If you're locked out of your home, can you still get in? Through an unlocked window in the back, or using an extra key hidden under a flowerpot or up on a ledge?
If you can break in, so can a burglar.
A small investment of time and money can make your home more secure and can reduce your chances of being a victim of burglary, assault, or vandalism. Get to know your neighbors. Watchful neighbors who look out for you, as well as themselves are a front line defense against crime.
CHECK THE LOCKS
In many residential burglaries, thieves walk in through an unlocked door or crawl through an unlocked window.
Make sure every external door has a deadbolt lock.
Secure sliding glass doors with commercially available locks or with a broomstick or wooden dowel in the track to jam the door if someone tries to pry it open. Insert a pin in a hole drilled in the sliding door frame that goes through to the fixed frame to prevent anyone from lifting the door off its track.
Secure double-hung windows by sliding a bolt or nail through a hole drilled at a downward angle in each top corner of the inside sash and part way through the outside sash. Secure basement windows as well.
Don't hide keys in mailboxes, planters, or under doormats. Give an extra key to a neighbor you trust.
If you've just moved into a new house or apartment, rekey the locks.
Lock garage doors. Don't depend on "the remote", codes can be copied.
CHECK THE DOORS
Locks aren't as effective if they're on flimsy doors.
Make sure all exterior doors are solid wood or metal.
Doors should fit tightly in their frames, with hinge pins on the inside.
Install a peephole or wide-angle viewer in all entry doors, so you can see who is outside without opening the door. Door chains are not a security device - they break easily and won't keep out an intruder.
CHECK THE OUTSIDE
To discourage burglars from selecting your home as their target, make sure to:
Prune back shrubbery that hides doors or windows. Cut back tree limbs that could help a thief climb into windows.
Light porches, entrances, and yards - front and back. Consider timers that turn on outside lights or install motion detectors.
Keep your yard well-maintained. Store ladders and tools inside your locked garage, basement, or storage shed when you're not using them.
Clearly display your house number so police and other emergency vehicles can find your home quickly.
Help the neighborhood stay in good shape. Dark alleys, broken street lights, abandoned cars, vacant buildings, graffiti, litter, and run-down areas attract crime. Work with the local government and neighbors to organize community clean-up days.

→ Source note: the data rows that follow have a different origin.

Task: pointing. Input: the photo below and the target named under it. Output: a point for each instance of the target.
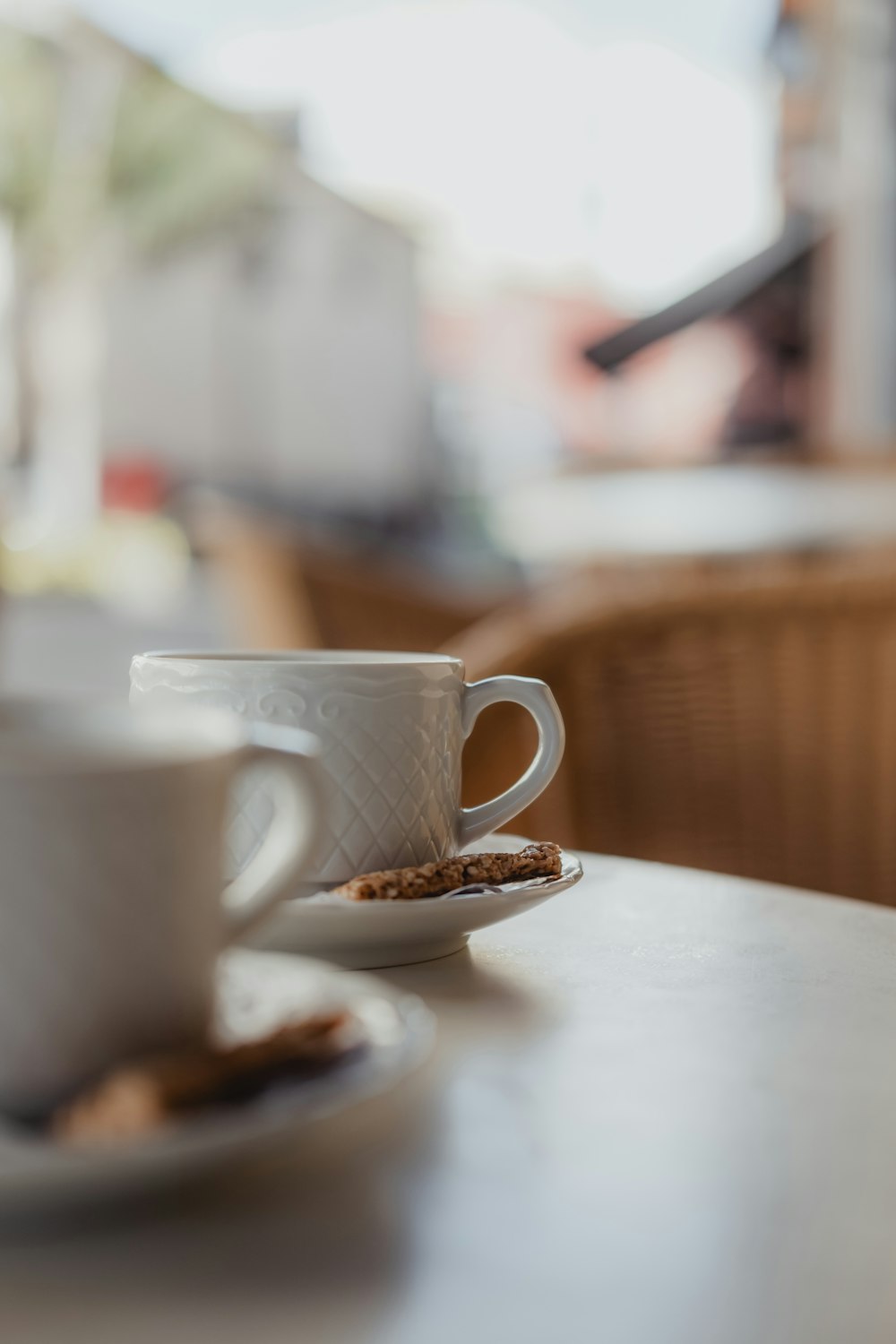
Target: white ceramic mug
(112, 916)
(392, 728)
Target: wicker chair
(737, 723)
(284, 589)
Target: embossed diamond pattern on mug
(394, 796)
(392, 749)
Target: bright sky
(621, 142)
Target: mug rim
(86, 737)
(306, 658)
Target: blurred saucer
(373, 935)
(257, 992)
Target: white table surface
(662, 1109)
(700, 511)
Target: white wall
(285, 355)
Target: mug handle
(297, 782)
(536, 698)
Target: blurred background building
(452, 296)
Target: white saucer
(258, 991)
(392, 933)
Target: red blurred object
(137, 484)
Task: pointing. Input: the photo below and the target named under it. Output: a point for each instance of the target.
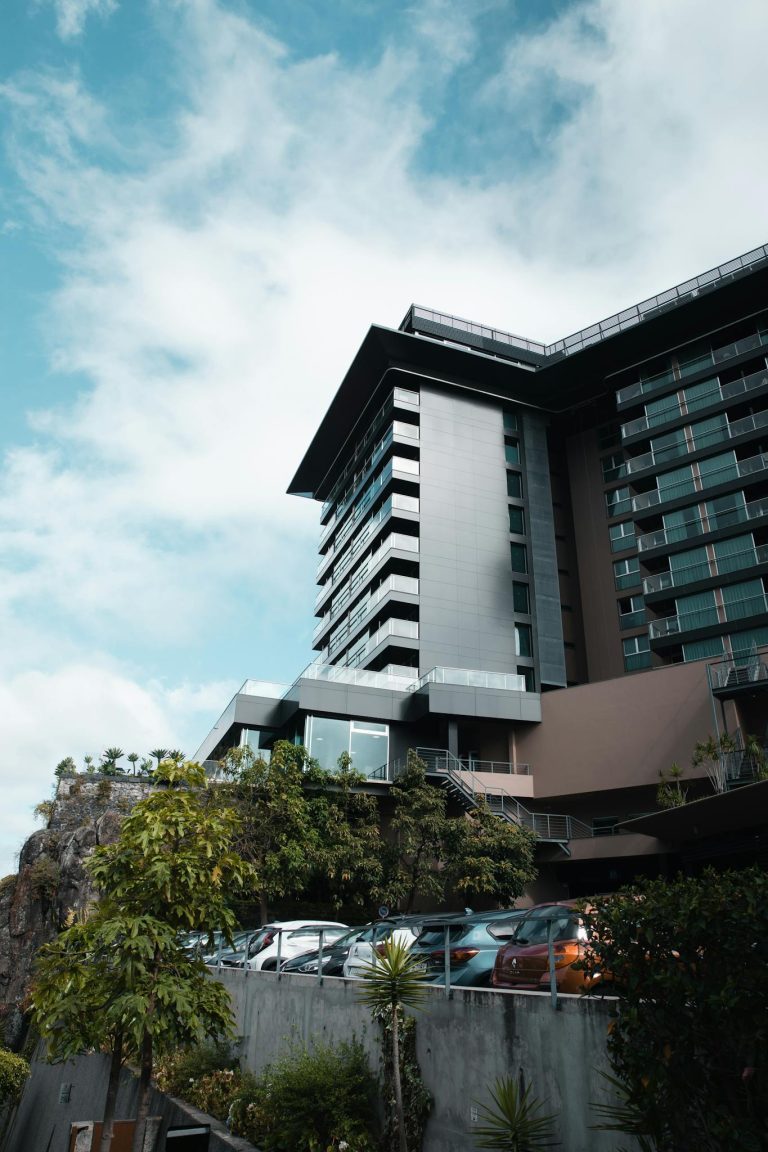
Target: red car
(524, 962)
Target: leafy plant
(312, 1100)
(393, 982)
(516, 1122)
(14, 1073)
(687, 957)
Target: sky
(203, 206)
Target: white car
(360, 954)
(295, 937)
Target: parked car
(295, 937)
(404, 929)
(524, 962)
(333, 955)
(472, 945)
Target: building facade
(544, 566)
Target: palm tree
(109, 758)
(517, 1122)
(394, 982)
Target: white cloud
(73, 14)
(214, 289)
(81, 710)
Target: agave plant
(394, 982)
(517, 1121)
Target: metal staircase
(472, 793)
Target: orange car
(524, 962)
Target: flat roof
(554, 378)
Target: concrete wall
(42, 1123)
(464, 1044)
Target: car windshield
(535, 929)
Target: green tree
(278, 834)
(690, 1036)
(109, 758)
(122, 979)
(418, 826)
(488, 856)
(394, 982)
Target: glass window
(626, 573)
(519, 558)
(328, 739)
(622, 536)
(614, 467)
(618, 502)
(515, 485)
(516, 520)
(523, 645)
(521, 598)
(637, 653)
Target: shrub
(44, 879)
(310, 1100)
(689, 1039)
(14, 1071)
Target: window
(626, 573)
(614, 467)
(523, 645)
(515, 485)
(637, 653)
(631, 612)
(516, 520)
(622, 536)
(521, 598)
(618, 502)
(519, 558)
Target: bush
(689, 1040)
(14, 1071)
(310, 1100)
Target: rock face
(52, 883)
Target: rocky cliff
(52, 881)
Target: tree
(488, 856)
(419, 827)
(687, 1043)
(394, 982)
(122, 979)
(278, 834)
(109, 758)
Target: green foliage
(45, 876)
(14, 1073)
(516, 1122)
(311, 1101)
(66, 767)
(486, 856)
(44, 810)
(687, 1044)
(670, 791)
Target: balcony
(735, 470)
(663, 379)
(702, 525)
(702, 570)
(706, 618)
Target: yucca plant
(393, 982)
(517, 1121)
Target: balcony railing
(705, 618)
(663, 379)
(730, 517)
(690, 485)
(705, 569)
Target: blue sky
(205, 203)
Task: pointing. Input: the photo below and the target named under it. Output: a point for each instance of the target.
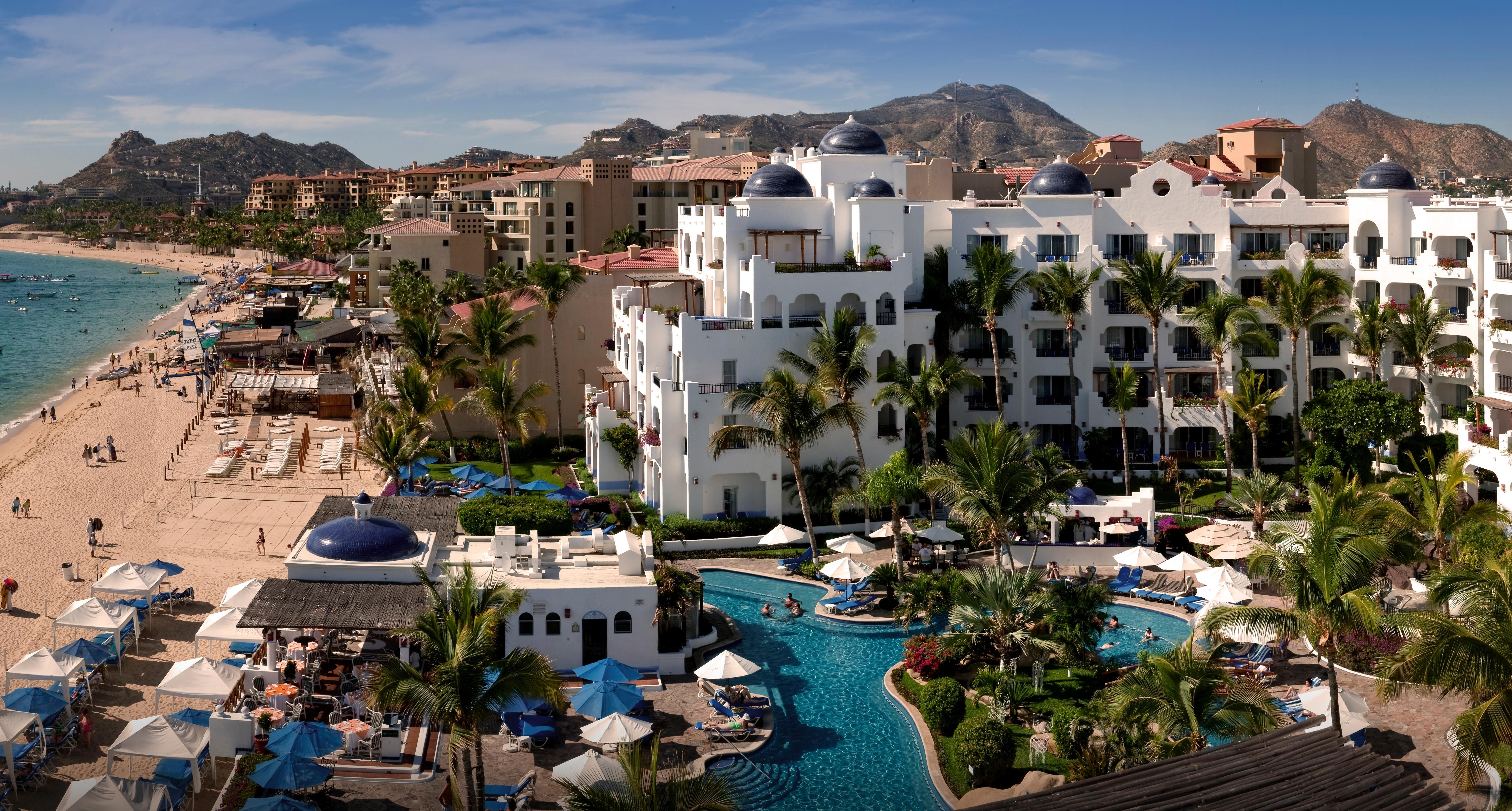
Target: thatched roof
(1283, 769)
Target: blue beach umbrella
(605, 698)
(304, 739)
(289, 772)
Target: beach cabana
(166, 739)
(100, 617)
(199, 679)
(221, 627)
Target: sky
(423, 81)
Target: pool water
(1129, 638)
(840, 739)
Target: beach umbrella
(941, 533)
(781, 536)
(306, 741)
(607, 669)
(605, 698)
(617, 728)
(726, 666)
(852, 545)
(1139, 556)
(846, 568)
(289, 772)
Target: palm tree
(1224, 323)
(1124, 395)
(554, 284)
(887, 488)
(643, 791)
(838, 364)
(1469, 654)
(1434, 494)
(1008, 612)
(923, 395)
(1417, 335)
(1330, 570)
(1188, 697)
(994, 284)
(1370, 333)
(466, 674)
(1259, 495)
(1065, 293)
(1251, 402)
(501, 400)
(788, 417)
(1151, 287)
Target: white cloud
(1071, 58)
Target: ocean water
(45, 347)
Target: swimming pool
(840, 742)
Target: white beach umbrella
(846, 568)
(782, 536)
(726, 666)
(617, 728)
(1139, 556)
(852, 545)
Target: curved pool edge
(926, 741)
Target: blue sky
(423, 81)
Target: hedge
(482, 515)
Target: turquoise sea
(45, 347)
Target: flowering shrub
(923, 656)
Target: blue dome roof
(1386, 175)
(365, 541)
(778, 181)
(853, 138)
(1059, 178)
(875, 187)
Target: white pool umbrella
(846, 568)
(1139, 556)
(781, 536)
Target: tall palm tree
(1370, 333)
(1469, 654)
(1416, 337)
(994, 284)
(1189, 698)
(554, 284)
(1259, 495)
(643, 791)
(1251, 402)
(501, 400)
(1065, 293)
(466, 674)
(838, 364)
(788, 417)
(1151, 285)
(1434, 511)
(887, 488)
(1222, 323)
(922, 397)
(1328, 568)
(1009, 612)
(1122, 397)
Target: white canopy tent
(221, 627)
(199, 679)
(45, 665)
(243, 594)
(97, 615)
(162, 737)
(108, 794)
(14, 724)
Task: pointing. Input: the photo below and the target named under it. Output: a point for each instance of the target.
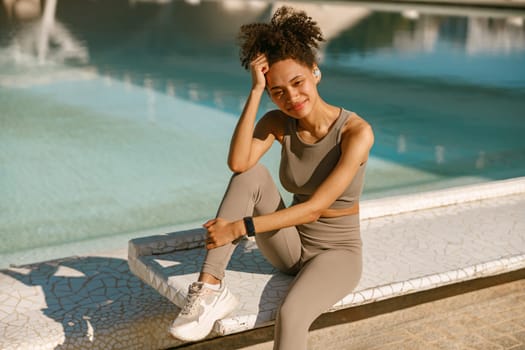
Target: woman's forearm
(240, 145)
(295, 215)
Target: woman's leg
(324, 280)
(254, 192)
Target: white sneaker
(203, 307)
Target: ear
(316, 73)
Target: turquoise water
(120, 129)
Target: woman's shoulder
(357, 126)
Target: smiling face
(292, 87)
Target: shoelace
(194, 294)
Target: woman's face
(292, 87)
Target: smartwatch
(248, 224)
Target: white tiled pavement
(411, 243)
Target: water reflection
(100, 97)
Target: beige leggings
(325, 256)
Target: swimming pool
(120, 129)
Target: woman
(324, 152)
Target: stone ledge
(429, 240)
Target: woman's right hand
(259, 67)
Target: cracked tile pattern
(403, 253)
(98, 302)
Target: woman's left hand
(220, 232)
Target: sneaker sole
(229, 303)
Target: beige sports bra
(305, 166)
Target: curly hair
(290, 34)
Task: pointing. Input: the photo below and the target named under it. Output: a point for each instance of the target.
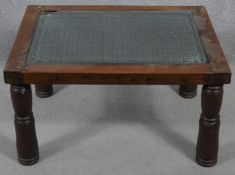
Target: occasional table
(151, 45)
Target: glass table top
(116, 37)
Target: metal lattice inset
(116, 37)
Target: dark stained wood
(26, 139)
(43, 91)
(212, 75)
(217, 69)
(208, 138)
(188, 91)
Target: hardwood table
(152, 45)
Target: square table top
(116, 45)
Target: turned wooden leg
(188, 91)
(208, 137)
(26, 139)
(44, 91)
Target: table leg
(44, 91)
(188, 91)
(26, 139)
(208, 137)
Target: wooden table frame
(212, 75)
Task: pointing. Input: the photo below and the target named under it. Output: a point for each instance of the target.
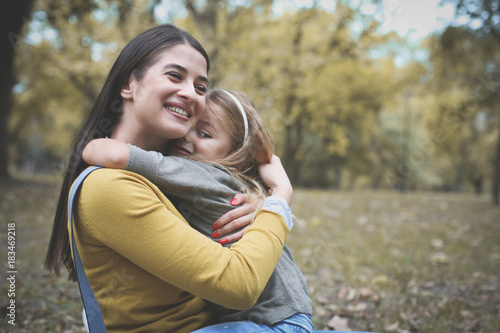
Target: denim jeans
(299, 323)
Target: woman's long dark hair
(135, 59)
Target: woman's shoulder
(114, 182)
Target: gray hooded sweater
(202, 192)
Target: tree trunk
(496, 169)
(13, 14)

Put lights and a radio on timers to create the illusion that someone is at home when you go away. Leave shades, blinds, and curtains in normal positions. Stop the mail and newspapers, or ask a neighbor to take them in.
Update your home inventory, listing things like VCRs, stereos, cameras, sports equipment, and computers. Take photos or make videos of items, list descriptions and serial numbers. Engrave valuables. If your home is burglarized, this can help identify stolen items and make insurance claims easier to file.
WHAT ABOUT ALARMS
If you have valuables in your home, or live in an isolated area or a neighborhood vulnerable to break-ins, consider an alarm system. Before you invest in alarms:
Many companies provide them. Check with several and decide what level of security fits your needs. Sources of information include your local police department, the public library, and the Better Business Bureau.
Learn how to use your system properly. If you continually set off false alarms, your neighbors will ignore the noise.
BURGLARS CAN TAKE MORE THAN YOUR PROPERTY
Burglars generally don't want to run into their victims. But if they're surprised by someone coming home or pick a home that's occupied, someone may get hurt.
If you see a screen slit, a window broken, or a door ajar, don't go in. Call the police from a neighbor's house or a public phone.
If you hear a noise in the night that sounds like someone breaking in or moving around, call the police and wait for them to come. If you can leave safely, do so. Otherwise lock yourself in a room or, if the intruder is in the room, pretend to be asleep.
Think carefully before buying a firearm for protection. Guns can be stolen and sold to anyone, or captured and used on you or the police. If you do own a gun, lock it up and learn how to use it safely.